I could not be more excited about our meeting with Dr. Dan George today. It is so nice to be in the presence of a super doc who doesn’t act like one. He is approachable, nice as hell and Jill says (and I have to admit) he’s a fine specimen of a man. We had the chance to meet a Duke Fellow, who is here from Singapore, who preceded and accompanied Dr. George during our 30-minute meeting.
Since I did an audio recording of the meeting on my iPad, I have some excerpted some quotes from Dr. George:
“You’re a lot earlier on than many of my patients, Mike. Although, HD-IL2 is a great therapy, it is still a crap shoot at the end of the day. HD-IL2 has a lot of collateral side effects. You’re going to be sicker than you have probably ever been in your life. There is a 30% chance at a partial response. The partial responses from this therapy last, on average, for about three years. Complete responses happen about 5% of the time.
“For this cancer to spread to the adrenal gland and to the other kidney, there is no direct line there. This cancer had to get into the bloodstream, go up into the heart, go around the heart and into the lungs, back out the lungs, back into the heart, down the aorta and into the adrenal glands and kidney. To take that route — and there is no shortcut in the body — these cancer cells must have dispersed to lots and lots of other areas. The fact that the only place we’ve seen it grow is in that one spot in the bone of your spine — that we took care of early on and we have not seen it come back — and now we’re seeing it in places that are not random spots. The adrenal glands and the kidney share something very much in common. They are endocrine glands. They secrete proteins that have effects on different parts of the body. Your fight or flight response, muscles, brain and heart. Your kidney secretes a hormone, erythropoietin (EPO) that goes into the bone marrow to make more red blood cells.
“To me it is not random that the three spots where we’ve seen this cancer are in endocrine organs. What that tells me is that this cancer is not totally self-sufficient. It can’t grow in a lot of areas in your body or it would have done so by now. It can only grow in these areas that have rich soil. The bone marrow is a rich source of nutrients and growth factors, because that is where we grow all our red blood cells. The endocrine glands are highly vascular. The fact that this grew in the other kidney and is only in these three spots tells me two things: 1) It is not fast growing and 2) These are not totally self-sufficient tumors. And, if we can stimulate your immune system enough for it to recognize that it is different than itself, I think we have a chance to kill this. The time to do this is now. We’ll know very quickly whether the hell we’re going to put your through is working. If this cancer doesn’t respond, it is not going to explode on us. It is telling me that it is not that kind of cancer.

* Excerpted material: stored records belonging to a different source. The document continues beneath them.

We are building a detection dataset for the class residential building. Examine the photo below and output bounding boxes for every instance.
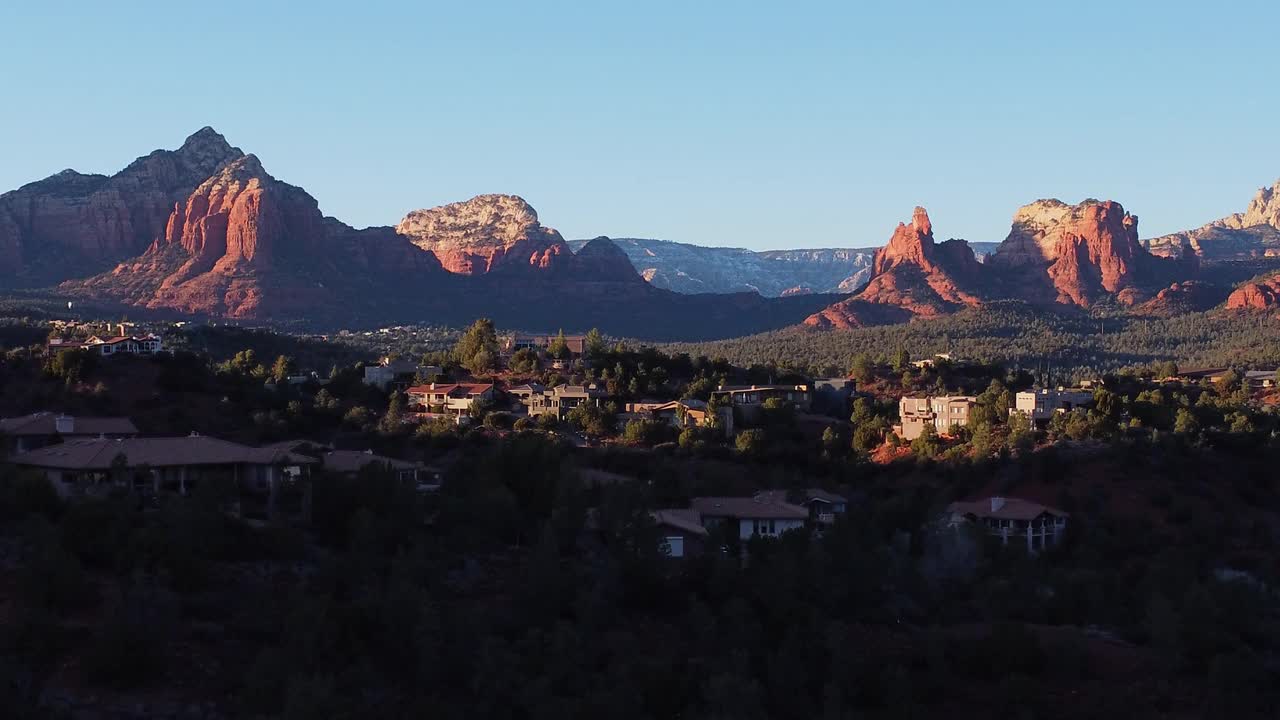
[755,488,849,525]
[945,497,1069,552]
[652,509,709,559]
[364,357,443,391]
[893,395,978,439]
[810,378,856,419]
[47,334,164,357]
[529,384,605,420]
[692,496,809,539]
[0,413,138,455]
[320,450,439,487]
[404,383,497,415]
[9,433,316,516]
[1009,387,1093,424]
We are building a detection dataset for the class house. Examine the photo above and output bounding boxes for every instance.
[945,497,1068,552]
[364,357,443,391]
[755,488,849,525]
[502,334,586,369]
[810,378,856,418]
[0,413,138,454]
[404,383,497,416]
[47,334,164,357]
[9,433,316,516]
[893,395,978,439]
[529,384,605,420]
[911,352,951,370]
[1009,387,1093,424]
[652,509,710,557]
[692,496,809,539]
[320,450,439,487]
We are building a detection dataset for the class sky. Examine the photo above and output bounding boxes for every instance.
[0,0,1280,250]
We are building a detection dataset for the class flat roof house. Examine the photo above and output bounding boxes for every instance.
[895,395,978,439]
[946,497,1069,552]
[9,434,316,516]
[653,507,709,557]
[1009,388,1093,424]
[692,496,809,539]
[0,413,138,454]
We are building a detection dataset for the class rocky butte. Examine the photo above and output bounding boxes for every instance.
[0,127,243,284]
[805,208,983,328]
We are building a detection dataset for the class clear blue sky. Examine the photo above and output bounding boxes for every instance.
[0,0,1280,249]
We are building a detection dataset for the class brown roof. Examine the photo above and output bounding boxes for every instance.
[653,507,707,536]
[692,496,809,520]
[947,497,1068,520]
[321,450,424,473]
[9,434,315,470]
[0,413,138,436]
[755,488,849,503]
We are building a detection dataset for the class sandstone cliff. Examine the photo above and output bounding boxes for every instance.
[396,195,571,275]
[0,128,243,284]
[1226,274,1280,311]
[1144,181,1280,260]
[987,200,1194,307]
[805,208,984,328]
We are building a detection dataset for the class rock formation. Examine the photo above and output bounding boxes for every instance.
[1226,273,1280,310]
[0,128,243,284]
[1144,181,1280,260]
[987,200,1194,307]
[72,155,443,318]
[396,195,571,275]
[805,208,984,328]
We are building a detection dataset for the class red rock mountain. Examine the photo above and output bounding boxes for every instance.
[396,195,572,275]
[47,133,833,340]
[0,128,243,284]
[805,208,984,328]
[987,200,1194,307]
[71,155,444,319]
[1226,273,1280,311]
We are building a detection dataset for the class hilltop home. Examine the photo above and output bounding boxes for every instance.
[755,488,849,525]
[0,413,138,454]
[1009,388,1093,424]
[404,383,497,415]
[47,334,164,357]
[9,433,316,516]
[364,357,442,391]
[529,384,605,420]
[893,395,978,439]
[945,497,1068,552]
[652,509,709,557]
[320,450,440,489]
[692,496,809,539]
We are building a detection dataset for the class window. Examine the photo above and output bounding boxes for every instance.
[663,536,685,557]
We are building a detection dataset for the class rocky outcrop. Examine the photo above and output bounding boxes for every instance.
[72,155,443,319]
[0,128,243,283]
[1143,181,1280,260]
[986,200,1194,307]
[1226,274,1280,311]
[396,195,572,275]
[805,208,984,328]
[568,237,876,297]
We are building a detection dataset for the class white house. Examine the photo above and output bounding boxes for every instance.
[692,496,809,539]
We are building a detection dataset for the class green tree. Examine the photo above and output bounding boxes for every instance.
[270,355,297,383]
[849,352,876,383]
[547,329,570,360]
[1174,407,1199,436]
[453,318,498,375]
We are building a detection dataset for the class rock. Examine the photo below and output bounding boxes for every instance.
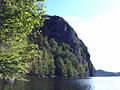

“We’ll do what we have to do to give you a chance at a complete response.”
Then, he looked at me and paused……..and said…….”Can you do me a favor and take it a little easier on the staff?” “What staff,” I said. Then BAM, I got it. My very direct emails and the tone and tenor of my phone conversations have apparently ruffled some feathers up here at Duke. Particularly, the feathers of the person who fielded my phone calls and emails while Dr. George was on vacation. I found out, this very nice person is not a scheduler. She is, in fact, his nurse practitioner, a very skilled and competent right hand to Dr. George. She had the presence of mind to see my anxiety rising and took this on, and I appreciate that. I, in effect, tried to kill the messenger. I will find a way to let her know that I am not a lunatic, but a scared out of my mind cancer patient.
But I’ll have to admit, it thrilled me to be asked to back off. As we left there, I told Jill that I hadn’t even unleashed the full Mike on her. The power of the pen is a very real super power.
Tomorrow morning at 9:30 I have to do a stress echo test and then at 1:30 we meet with Dr. Michael Morse, who runs Duke’s HD-IL2 treatment program. Dr. George says he’s brilliant and will be able to answer any question I throw at him. I hope he’s ready. I’ll post again tomorrow afternoon or evening.